The fact that the player could simply throw money at the ladies in the game in order to get them to strip was also contentious. This obviously led to the game being labelled as being guilty of objectifying women. Of course, this is true – to an extent. The strippers found in strip clubs will remove clothes for money (as they would in real life), however if Duke approaches another NPC lady in the same level and tries to throw his money at her – there is no response and no consequences. Whilst this does of course still leave the fact that players can pay women to strip, it is contextualised in the sense that only the strippers will strip (I hope you can keep up with all of that!). Factor in the point that the game was released originally as an 18-rated title, and this sort of content can’t really be deemed quite so inappropriate. As always seems to be the case when all violent or controversial games are discussed in the media and in open debate, people forget that if a child is playing a game that is not suited to their age, it is the responsibility of their parent to ensure they know what content is in that game, and for the parent to make a judgement as to whether or not said content is acceptable for their child.

Duke Nukem was never a particularly graphic game. The nudity was pixellated and unclear at best – true that was a graphical limitation of the time, rather than an intentional measure, but it still reduces the overall impact of the images presented. Sure, Duke spouts a lot of misogynistic rubbish that would offend a lot of people in real life – but what eighties action films didn’t feature protagonists who did exactly the same thing? In order to parody the material it is based on, the creators of Duke Nukem 3D had to take the established Sci-fi action film and video game conventions and skew them, to create a caricature of them. As we know from parody Movies and books, exaggeration is key in much of parody. So the creators of the game would have been aiming to push the envelope in order to hit the desired level of insanity and humour.

Like any good joke, it will most likely offend a certain percentage of the population. But you need only to look at the sales figures for the game and all of the Duke-related spin-offs that followed in order to see that it struck a chord with a lot of gamers. The sense of humour was key, but the gameplay was still solid and competed admirably with its contemporaries. Its sexism and over-the-top machismo was its unique selling point that made it stand out above other titles, but it was not the be-all and end-all of the game. People wanted to carry on playing between the jokes because the gameplay was compelling. It doesn’t stand up well when played today, alongside more sophisticated shooters, but it was innovative for its time. Of course, the developers of Duke Nukem Forever will most likely try to be less offensive, but with multiplayer modes such as “Capture The Babe”, where the player will have to occasionally slap the “babe” in order to “clam her down”, it seems they are trying to capture the same mood as the original.

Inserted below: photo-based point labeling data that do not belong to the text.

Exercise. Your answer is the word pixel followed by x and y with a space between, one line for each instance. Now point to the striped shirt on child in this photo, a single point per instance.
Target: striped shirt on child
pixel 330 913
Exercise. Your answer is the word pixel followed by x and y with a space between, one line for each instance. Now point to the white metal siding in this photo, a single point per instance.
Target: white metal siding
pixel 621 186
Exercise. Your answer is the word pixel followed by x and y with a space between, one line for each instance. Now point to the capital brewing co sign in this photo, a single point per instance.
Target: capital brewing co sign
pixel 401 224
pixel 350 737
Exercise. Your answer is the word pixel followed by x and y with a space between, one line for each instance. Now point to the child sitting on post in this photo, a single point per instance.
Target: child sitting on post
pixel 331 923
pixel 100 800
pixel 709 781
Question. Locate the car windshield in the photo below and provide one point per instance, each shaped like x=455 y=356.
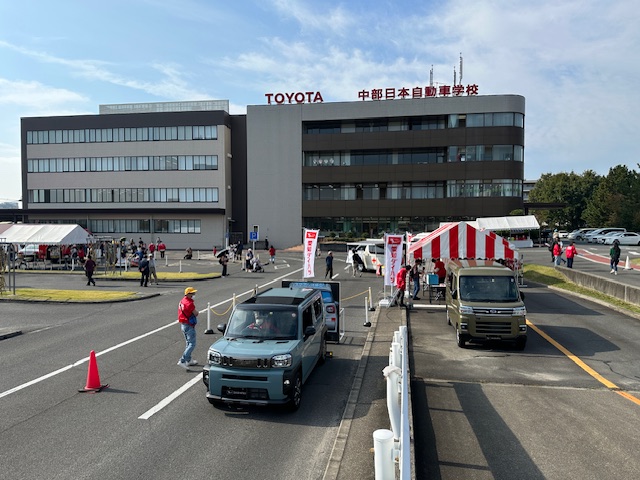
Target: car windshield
x=488 y=289
x=263 y=323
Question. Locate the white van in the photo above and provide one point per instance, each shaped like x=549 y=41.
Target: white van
x=484 y=303
x=371 y=252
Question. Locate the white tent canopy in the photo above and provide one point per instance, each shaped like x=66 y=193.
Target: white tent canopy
x=511 y=223
x=46 y=234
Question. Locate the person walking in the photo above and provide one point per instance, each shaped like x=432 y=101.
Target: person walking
x=188 y=318
x=614 y=254
x=89 y=268
x=223 y=261
x=161 y=247
x=401 y=284
x=570 y=252
x=557 y=253
x=153 y=275
x=329 y=262
x=143 y=267
x=416 y=272
x=358 y=263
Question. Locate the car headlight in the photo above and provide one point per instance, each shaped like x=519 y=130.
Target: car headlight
x=281 y=361
x=214 y=357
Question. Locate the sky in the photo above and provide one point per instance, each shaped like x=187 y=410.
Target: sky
x=576 y=62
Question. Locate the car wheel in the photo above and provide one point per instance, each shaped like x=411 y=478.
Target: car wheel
x=295 y=397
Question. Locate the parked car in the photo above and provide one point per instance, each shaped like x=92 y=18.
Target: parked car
x=579 y=234
x=268 y=349
x=624 y=238
x=602 y=231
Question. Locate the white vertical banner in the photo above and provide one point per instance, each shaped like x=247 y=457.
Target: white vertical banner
x=392 y=257
x=310 y=245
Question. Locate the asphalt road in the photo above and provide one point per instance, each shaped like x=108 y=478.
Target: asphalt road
x=554 y=411
x=50 y=431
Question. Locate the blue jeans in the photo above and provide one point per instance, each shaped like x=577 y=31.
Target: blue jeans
x=189 y=333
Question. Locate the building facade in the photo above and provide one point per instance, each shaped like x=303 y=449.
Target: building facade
x=135 y=171
x=196 y=176
x=370 y=167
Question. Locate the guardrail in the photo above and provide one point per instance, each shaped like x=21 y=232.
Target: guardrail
x=394 y=446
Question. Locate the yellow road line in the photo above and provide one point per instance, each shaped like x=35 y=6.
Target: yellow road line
x=610 y=385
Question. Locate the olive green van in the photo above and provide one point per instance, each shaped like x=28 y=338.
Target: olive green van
x=484 y=303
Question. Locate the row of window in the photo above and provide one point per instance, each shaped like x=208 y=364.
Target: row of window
x=128 y=134
x=120 y=227
x=104 y=227
x=427 y=122
x=469 y=153
x=124 y=195
x=123 y=164
x=415 y=190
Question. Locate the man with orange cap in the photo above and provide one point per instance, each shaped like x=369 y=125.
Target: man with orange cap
x=188 y=317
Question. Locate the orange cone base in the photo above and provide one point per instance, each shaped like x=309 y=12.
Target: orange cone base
x=93 y=390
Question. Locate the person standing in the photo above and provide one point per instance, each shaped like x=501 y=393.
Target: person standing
x=329 y=262
x=161 y=247
x=248 y=261
x=416 y=272
x=89 y=267
x=153 y=275
x=401 y=284
x=614 y=254
x=143 y=267
x=188 y=318
x=223 y=261
x=570 y=252
x=439 y=269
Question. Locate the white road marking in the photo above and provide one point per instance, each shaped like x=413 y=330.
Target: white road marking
x=120 y=345
x=167 y=400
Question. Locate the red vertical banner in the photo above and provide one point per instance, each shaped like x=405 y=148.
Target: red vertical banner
x=310 y=245
x=392 y=257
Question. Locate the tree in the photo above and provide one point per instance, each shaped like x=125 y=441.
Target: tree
x=570 y=188
x=616 y=200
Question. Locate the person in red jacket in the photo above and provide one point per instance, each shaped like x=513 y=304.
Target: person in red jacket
x=187 y=317
x=401 y=284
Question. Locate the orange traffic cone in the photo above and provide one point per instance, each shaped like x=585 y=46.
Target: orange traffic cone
x=93 y=377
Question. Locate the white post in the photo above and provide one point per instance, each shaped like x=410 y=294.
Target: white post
x=367 y=323
x=383 y=455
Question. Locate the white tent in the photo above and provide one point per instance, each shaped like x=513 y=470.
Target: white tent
x=46 y=234
x=512 y=223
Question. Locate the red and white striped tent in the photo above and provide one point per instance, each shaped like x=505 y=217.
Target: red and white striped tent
x=461 y=240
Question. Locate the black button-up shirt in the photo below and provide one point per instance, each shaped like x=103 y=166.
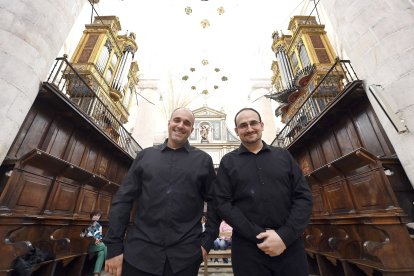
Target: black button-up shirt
x=263 y=190
x=170 y=187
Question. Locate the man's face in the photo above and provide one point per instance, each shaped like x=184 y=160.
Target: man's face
x=180 y=127
x=248 y=127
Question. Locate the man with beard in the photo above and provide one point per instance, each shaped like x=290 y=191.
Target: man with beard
x=262 y=193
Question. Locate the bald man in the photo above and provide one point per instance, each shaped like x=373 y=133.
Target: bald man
x=170 y=182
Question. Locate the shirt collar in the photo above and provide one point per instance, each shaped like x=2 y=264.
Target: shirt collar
x=243 y=149
x=186 y=146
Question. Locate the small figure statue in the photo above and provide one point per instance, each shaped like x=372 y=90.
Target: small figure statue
x=204 y=132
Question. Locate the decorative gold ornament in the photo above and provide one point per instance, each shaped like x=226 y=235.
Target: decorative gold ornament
x=205 y=23
x=188 y=10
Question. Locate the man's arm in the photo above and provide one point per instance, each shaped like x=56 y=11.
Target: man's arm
x=300 y=212
x=121 y=208
x=230 y=213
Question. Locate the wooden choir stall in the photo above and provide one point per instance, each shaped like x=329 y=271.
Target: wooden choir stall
x=60 y=167
x=362 y=198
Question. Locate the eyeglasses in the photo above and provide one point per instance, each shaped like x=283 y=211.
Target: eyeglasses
x=252 y=124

Time will only tell if it will cause as much of an uproar this time around. Duke Nukem 3D was released at a time when PC gamers were invariably young men who would play their games as a solo activity and the developers were designing a game that would appeal to that target audience and would make them laugh. In the modern day and age, the video game buying audience is much broader and crosses all age and gender divides, so the potential for the game to be played by those who may find it offensive is much greater now. However with the advent of ultra-violent games such as Manhunt, and Kleptomaniacal games like the Grand Theft Auto series, the antics of Duke somewhat pale in comparison. After fifteen years, the durability of the franchise shines through in the fact that the game is still going to see the light of day. If it survived that hellish development, it is sure to survive any media frenzy that might be whipped up due to its content. Long live The King, baby!

Duke Nukem 3D is currently available on iPhone, iPad and iPod Touch via iTunes for $0.99, can be purchased for Windows PC from gog.com for $5.99 or can be purchased via Xbox LIVE on Xbox 360 for 800 Microsoft Points. The God is a Geek Retro Corner will return on the first friday of next month.